Faculty Digital Projects
Early Modern World faculty members have been especially active in the digital humanities, building partnerships with the Brown Library and its Center for Digital Scholarship.
Faculty Digital Projects
Early Modern World faculty members have been especially active in the digital humanities, building partnerships with the Brown Library and its Center for Digital Scholarship.
The Theater That Was Rome
Researcher: Evelyn Lincoln
This digital humanities research site explores the networks of producers (printers, publishers, patrons, artists, and authors) of early modern books printed in, or about, Rome. The site also hosts documents on the material culture of early modern Roman print shops, including the papers of Francesca Consagra relating to her research on the de Rossi family printing and publishing dynasty.
Furnace and Fugue
Researcher: Tara Nummedal
This site brings to life in digital form an enigmatic 17th-century text, Michael Maier’s alchemical emblem book Atalanta fugiens (1618), which reinterprets Ovid’s legend of Atalanta as an alchemical allegory in a series of fifty emblems, each of which contains text, image, and a musical score for three voices. Furnace and Fugue allows readers to hear, see, manipulate, and investigate Atalanta fugiens in ways that were simply impossible to realize in full before now.
The Decameron Web
Researcher: Massimo Riva
This XML electronic edition of Boccaccio’s Decameron and other works, and the accompanying hypermedia archive of contextual materials, are conceived as an encyclopedic gateway into late Medieval life and culture.
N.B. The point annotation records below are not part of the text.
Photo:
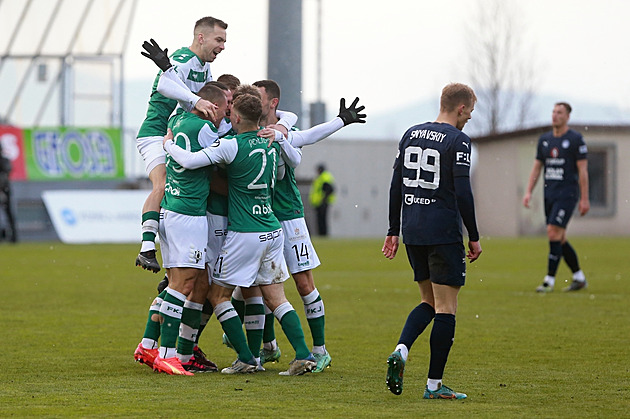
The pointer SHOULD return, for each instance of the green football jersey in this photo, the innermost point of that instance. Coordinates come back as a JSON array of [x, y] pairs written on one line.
[[217, 203], [251, 179], [186, 191], [193, 72]]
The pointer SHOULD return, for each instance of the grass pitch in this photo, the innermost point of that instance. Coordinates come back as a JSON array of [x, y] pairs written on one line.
[[73, 315]]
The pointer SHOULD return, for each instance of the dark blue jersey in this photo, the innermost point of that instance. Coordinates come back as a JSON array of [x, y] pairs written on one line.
[[431, 184], [559, 156]]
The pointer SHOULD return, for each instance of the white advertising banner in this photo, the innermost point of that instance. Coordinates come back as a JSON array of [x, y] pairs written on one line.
[[95, 216]]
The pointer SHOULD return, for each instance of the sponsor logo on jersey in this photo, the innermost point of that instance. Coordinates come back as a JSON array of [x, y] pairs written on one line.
[[410, 199], [428, 134], [262, 209], [220, 233], [256, 141], [168, 188], [272, 235], [195, 255], [462, 157], [555, 162], [554, 173]]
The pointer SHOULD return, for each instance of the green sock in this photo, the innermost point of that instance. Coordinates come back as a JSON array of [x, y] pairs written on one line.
[[254, 323], [188, 329], [269, 334], [233, 328], [171, 309], [292, 328], [152, 329], [314, 309], [150, 222], [239, 306]]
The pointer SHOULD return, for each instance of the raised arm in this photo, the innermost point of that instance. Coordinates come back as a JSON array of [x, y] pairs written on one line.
[[347, 115]]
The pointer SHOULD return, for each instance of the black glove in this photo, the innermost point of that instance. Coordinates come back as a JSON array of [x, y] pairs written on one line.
[[351, 115], [155, 53]]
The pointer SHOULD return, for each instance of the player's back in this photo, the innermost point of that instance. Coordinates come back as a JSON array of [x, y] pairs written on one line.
[[431, 155], [193, 72], [186, 190], [251, 179], [559, 156]]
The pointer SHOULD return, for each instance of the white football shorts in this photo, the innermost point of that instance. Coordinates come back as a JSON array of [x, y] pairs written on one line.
[[217, 230], [152, 152], [298, 249], [183, 240], [249, 259]]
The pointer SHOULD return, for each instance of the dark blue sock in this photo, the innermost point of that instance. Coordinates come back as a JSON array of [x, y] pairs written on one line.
[[570, 257], [417, 321], [442, 336], [555, 254]]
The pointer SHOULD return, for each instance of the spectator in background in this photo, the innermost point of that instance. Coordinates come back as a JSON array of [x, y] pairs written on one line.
[[7, 231], [321, 196]]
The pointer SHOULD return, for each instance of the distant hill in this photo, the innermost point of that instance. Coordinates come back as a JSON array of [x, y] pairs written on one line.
[[392, 124]]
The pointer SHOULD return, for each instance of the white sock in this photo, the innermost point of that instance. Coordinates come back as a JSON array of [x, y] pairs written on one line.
[[319, 349], [404, 352], [550, 280], [149, 343], [434, 384], [271, 346], [579, 276], [167, 352], [184, 358]]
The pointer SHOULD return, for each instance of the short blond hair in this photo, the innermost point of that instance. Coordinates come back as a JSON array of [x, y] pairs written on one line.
[[455, 94]]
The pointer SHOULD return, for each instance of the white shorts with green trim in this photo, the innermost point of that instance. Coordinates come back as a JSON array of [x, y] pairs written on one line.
[[248, 259]]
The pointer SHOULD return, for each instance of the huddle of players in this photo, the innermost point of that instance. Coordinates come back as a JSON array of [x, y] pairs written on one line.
[[243, 240]]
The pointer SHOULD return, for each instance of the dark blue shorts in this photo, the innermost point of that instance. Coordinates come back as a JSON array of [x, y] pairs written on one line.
[[443, 264], [559, 211]]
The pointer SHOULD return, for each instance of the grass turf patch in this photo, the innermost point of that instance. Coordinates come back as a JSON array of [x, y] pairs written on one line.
[[74, 314]]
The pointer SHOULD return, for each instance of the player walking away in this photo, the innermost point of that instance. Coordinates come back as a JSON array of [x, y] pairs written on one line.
[[562, 152], [192, 65], [431, 183], [183, 230], [252, 251]]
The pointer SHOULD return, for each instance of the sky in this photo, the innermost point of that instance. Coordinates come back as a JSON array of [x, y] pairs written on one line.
[[393, 55]]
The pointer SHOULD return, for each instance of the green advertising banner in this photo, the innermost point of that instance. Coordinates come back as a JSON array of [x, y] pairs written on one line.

The guiding question of this project is how contemporary informational technology can facilitate and enhance the complex cognitive and learning activities involved in reading a late medieval literary text like the Decameron.
Progetto Pico
Researcher: Massimo Riva
The Progetto Pico (Pico Project), a partnership between Brown University and the University of Bologna, began as a collaborative online annotated edition of Giovanni Pico della Mirandola’s Oration on Human Dignity (1486), presented here in its first printed edition (Bologna, 1496). It now includes Pico’s Conclusiones Nongentae Disputandae (1486), or 900 Theses, an extraordinary attempt at a synthesis and “reconciliation” of all known philosophical and theological ideas.